Nationalised bank Northern Rock has posted pre-tax losses for 2008 of £1,355.9 million – as it sees more borrowers fall behind on their mortgages.

Losses have increased due to customers defaulting on loans – and the second half of the year saw an acceleration of this trend – with second half losses up 32 per cent on the first half.

Shadow chief secretary to the Treasury Philip Hammond said: “The government promised us time and time again that Northern Rock had a good quality mortgage book. But these huge announced rises in arrears and repossessions show that Alistair Darling has led taxpayers up the garden path.”

Northern Rock reported “a significant increase in arrears across all loan portfolios” – and home repossessions have increased by 63 per cent last year.

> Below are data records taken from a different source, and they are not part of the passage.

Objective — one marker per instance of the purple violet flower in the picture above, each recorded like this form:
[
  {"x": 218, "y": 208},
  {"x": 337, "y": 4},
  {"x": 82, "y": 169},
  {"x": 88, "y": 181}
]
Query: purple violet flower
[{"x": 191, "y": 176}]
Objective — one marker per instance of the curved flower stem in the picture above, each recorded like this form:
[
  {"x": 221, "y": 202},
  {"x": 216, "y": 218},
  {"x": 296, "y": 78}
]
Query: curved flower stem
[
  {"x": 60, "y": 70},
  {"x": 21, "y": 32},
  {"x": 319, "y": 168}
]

But the firm maintains it repossesses a property on average every 15 months after a customer falls into arrears.

Residential arrears of over three months have increased to 2.92 per cent, compared with 1.87 per cent at the end of September 2008.

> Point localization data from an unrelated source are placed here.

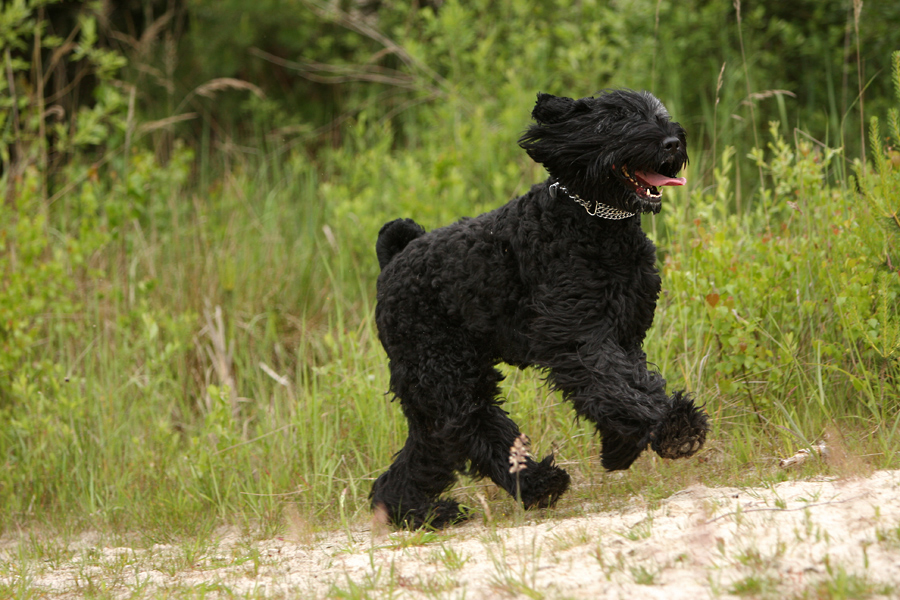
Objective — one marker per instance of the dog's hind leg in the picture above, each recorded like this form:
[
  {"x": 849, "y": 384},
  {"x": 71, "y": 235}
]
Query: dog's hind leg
[
  {"x": 409, "y": 490},
  {"x": 489, "y": 435}
]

Arrears of over three months on Together secured loans – which offered borrowers up to 125 per cent mortgages – have increased to 4.53 per cent.

However, Northern Rock claims it is “well placed to move forward and support government policy to increase mortgage lending capacity in the market”.

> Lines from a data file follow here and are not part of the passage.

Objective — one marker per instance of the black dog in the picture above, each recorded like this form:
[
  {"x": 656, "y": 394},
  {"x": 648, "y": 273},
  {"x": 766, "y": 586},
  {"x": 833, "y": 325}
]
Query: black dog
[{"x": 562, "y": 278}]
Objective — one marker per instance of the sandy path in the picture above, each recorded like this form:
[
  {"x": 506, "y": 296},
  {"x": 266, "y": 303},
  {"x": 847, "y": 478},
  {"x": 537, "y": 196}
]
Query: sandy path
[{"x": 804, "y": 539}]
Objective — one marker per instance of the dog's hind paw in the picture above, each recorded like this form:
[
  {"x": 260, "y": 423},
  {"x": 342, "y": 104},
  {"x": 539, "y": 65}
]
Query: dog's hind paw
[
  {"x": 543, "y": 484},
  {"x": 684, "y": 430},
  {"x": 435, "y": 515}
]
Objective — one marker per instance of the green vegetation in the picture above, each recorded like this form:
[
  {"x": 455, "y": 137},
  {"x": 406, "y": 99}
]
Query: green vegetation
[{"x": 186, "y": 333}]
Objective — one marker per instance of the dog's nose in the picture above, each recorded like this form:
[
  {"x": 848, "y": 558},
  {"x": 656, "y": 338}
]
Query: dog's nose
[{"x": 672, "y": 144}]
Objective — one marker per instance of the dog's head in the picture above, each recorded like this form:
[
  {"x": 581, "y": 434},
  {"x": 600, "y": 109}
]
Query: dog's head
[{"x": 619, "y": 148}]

Last month, Alistair Darling announced Northern Rock would slow down in paying off its debt to the government and start increasing mortgage lending by £5 billion in 2009 and between £3 billion and £9 billion in 2010.

In 2008, Northern Rock mortgage lending stood at £2.9 billion, compared to £29.5 billion in 2007 – and the firm only offered a limited range of mortgages and focussed on attempting to encourage

Gary Hoffman, Northern Rock chief executive, said: “We can now return to what we do well – mortgage lending.

“Our return to the mortgage market will be governed by focussing on responsible lending, understanding our customers’ needs, and offering them great products and service.

“We have an exciting opportunity to help consumers in the mortgage and savings markets and to secure the long-term future of the company, while protecting the interests of the taxpayer.”

He added Northern Rock’s debt to the government has now been reduced significantly – cut from £26.9 billion at the end of 2007 to £8.9 billion – and the deposit base of the company has grown as customers have returned.

Robert Mattai, retail banking analyst at Datamonitor, warned the government’s move to increase mortgage lending at Northern Rock could lead to considerable problems for the lender.

“The worsening economic climate will force a higher number of its existing borrowers into repayment difficulties and hence raise the current figure [of borrowers in arrears],” he said.

“Taking on new borrowers will only exacerbate this and put the bank into greater risk of moving into financial distress.”

However, he claimed the government was going ahead with pushing Northern Rock to lend, for the sake of Lloyds Banking Group and Royal Bank of Scotland, which the state now owns of 43 per cent and 70 per cent respectively.

“Given that these two banking giants are facing significant losses the government is trying to help improve their loan portfolios by increasing market liquidity through this new Northern Rock initiative, which will in turn help them to shed some existing borrowers from their balance sheets,” he said.

“This will promote some mortgage competition and already both HSBC and RBS have both announced that they too will lend significantly in 2009, albeit this will be to high quality customers.

“However, this could prove to be a problem for Northern Rock because a relatively large segment of its borrowers are already in arrears. The calibre of low quality and sometimes non-standard customers to whom Northern Rock lent mortgages to have inevitably led to this situation as these borrowers are often the hardest hit in a recession.”